First we claim that, for $\alpha\in({-\infty,-1}]\cup [{1,+\infty})$ doesn't exist a continuous function $f_{\alpha}:X_{0.5}\longrightarrow X_{\alpha}$, because if exists then must exist an open connected set $A$ of $X_{\alpha}$ (i.e. a piece of curve) such that $f^{-1}_{\alpha}(A)$ is open connected set $Α$ of $X_{0.5}$ with $(0,0)\in f^{-1}_{\alpha}(A)$, which cannot happened because $(0,0)$ is an intersection point of $X_{0.5}$ ($f^{-1}_{\alpha}(A)$ is the union of two crossed pieces of curves).
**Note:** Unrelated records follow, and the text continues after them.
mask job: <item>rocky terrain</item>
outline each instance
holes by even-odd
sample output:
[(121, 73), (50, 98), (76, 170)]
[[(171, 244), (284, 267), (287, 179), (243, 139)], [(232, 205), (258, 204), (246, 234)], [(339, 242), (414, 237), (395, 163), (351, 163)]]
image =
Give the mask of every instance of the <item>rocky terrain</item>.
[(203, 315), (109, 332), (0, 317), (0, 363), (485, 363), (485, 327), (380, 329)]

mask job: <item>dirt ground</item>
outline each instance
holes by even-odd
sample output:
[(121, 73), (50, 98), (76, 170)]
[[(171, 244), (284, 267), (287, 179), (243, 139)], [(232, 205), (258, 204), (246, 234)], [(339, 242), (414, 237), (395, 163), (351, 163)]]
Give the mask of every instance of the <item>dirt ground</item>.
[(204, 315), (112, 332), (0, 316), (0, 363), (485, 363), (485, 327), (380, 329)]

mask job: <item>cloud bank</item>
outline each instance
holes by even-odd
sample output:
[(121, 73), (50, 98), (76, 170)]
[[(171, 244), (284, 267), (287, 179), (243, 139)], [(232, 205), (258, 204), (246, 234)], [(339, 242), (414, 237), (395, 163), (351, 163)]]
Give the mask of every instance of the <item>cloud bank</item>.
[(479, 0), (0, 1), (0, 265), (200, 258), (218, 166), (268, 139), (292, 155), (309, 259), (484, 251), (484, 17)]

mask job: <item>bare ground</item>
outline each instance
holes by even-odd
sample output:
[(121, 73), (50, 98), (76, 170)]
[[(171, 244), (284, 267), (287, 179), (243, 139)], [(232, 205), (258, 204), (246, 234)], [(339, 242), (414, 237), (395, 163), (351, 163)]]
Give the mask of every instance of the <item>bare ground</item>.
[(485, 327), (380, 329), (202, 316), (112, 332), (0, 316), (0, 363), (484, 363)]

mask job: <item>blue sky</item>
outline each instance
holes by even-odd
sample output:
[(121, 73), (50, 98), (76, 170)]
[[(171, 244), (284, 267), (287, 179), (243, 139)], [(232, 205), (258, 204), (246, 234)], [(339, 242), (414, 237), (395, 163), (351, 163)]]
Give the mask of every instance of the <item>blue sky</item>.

Secondly, for $\alpha\in({-1,1})$, we observe that the maps $f_{\alpha}:X_{0.5}\longrightarrow X_{\alpha}$ with \begin{align*} &\begin{pmatrix} 2\big({0.5-\cos({t+\arccos{0.5}})}\big)\,\cos({t+\arccos{0.5}})\\ 2\big({0.5-\cos({t+\arccos{0.5}})}\big)\,\sin({t+\arccos{0.5}}) \end{pmatrix} \longmapsto\\ &\hspace{1.5cm} f_{\alpha}\big({x(t),y(t)}\big)=\begin{pmatrix} 2\big({\alpha-\cos({t+\arccos{\alpha}})}\big)\,\cos({t+\arccos{\alpha}})\\ 2\big({\alpha-\cos({t+\arccos{\alpha}})}\big)\,\sin({t+\arccos{\alpha}}) \end{pmatrix}\,,\;t\in[0,2\pi)\,, \end{align*} and
$g_{\alpha}:X_{\alpha}\longrightarrow X_{0.5}$ with \begin{align*} &\begin{pmatrix} 2\big({\alpha-\cos({t+\arccos{\alpha}})}\big)\,\cos({t+\arccos{\alpha}})\\ 2\big({\alpha-\cos({t+\arccos{\alpha}})}\big)\,\sin({t+\arccos{\alpha}}) \end{pmatrix}\longmapsto\\ &\hspace{1.5cm} g_{\alpha}\big({u(t),v(t)}\big)=\begin{pmatrix} 2\big({0.5-\cos({t+\arccos{0.5}})}\big)\,\cos({t+\arccos{0.5}})\\ 2\big({0.5-\cos({t+\arccos{0.5}})}\big)\,\sin({t+\arccos{0.5}}) \end{pmatrix}\,,\;t\in[0,2\pi)\,, \end{align*} are continuous* -it's sufficient to observe that $f_{\alpha}(0,0)=(0,0)$ and $g_{\alpha}(0,0)=(0,0)$- with $f_{\alpha}\circ g_{\alpha}={\rm{id}}_{X_{\alpha}}$ and $g_{\alpha}\circ f_{\alpha}={\rm{id}}_{X_{0.5}}$. Therefore, for every $\alpha\in({-1,1})$, the pair $({f_{\alpha}, g_{\alpha}})$ is a homotopy-equivalence.
(*) In fact they are homeomorphisms with $f^{-1}_{\alpha}= g_{\alpha}$.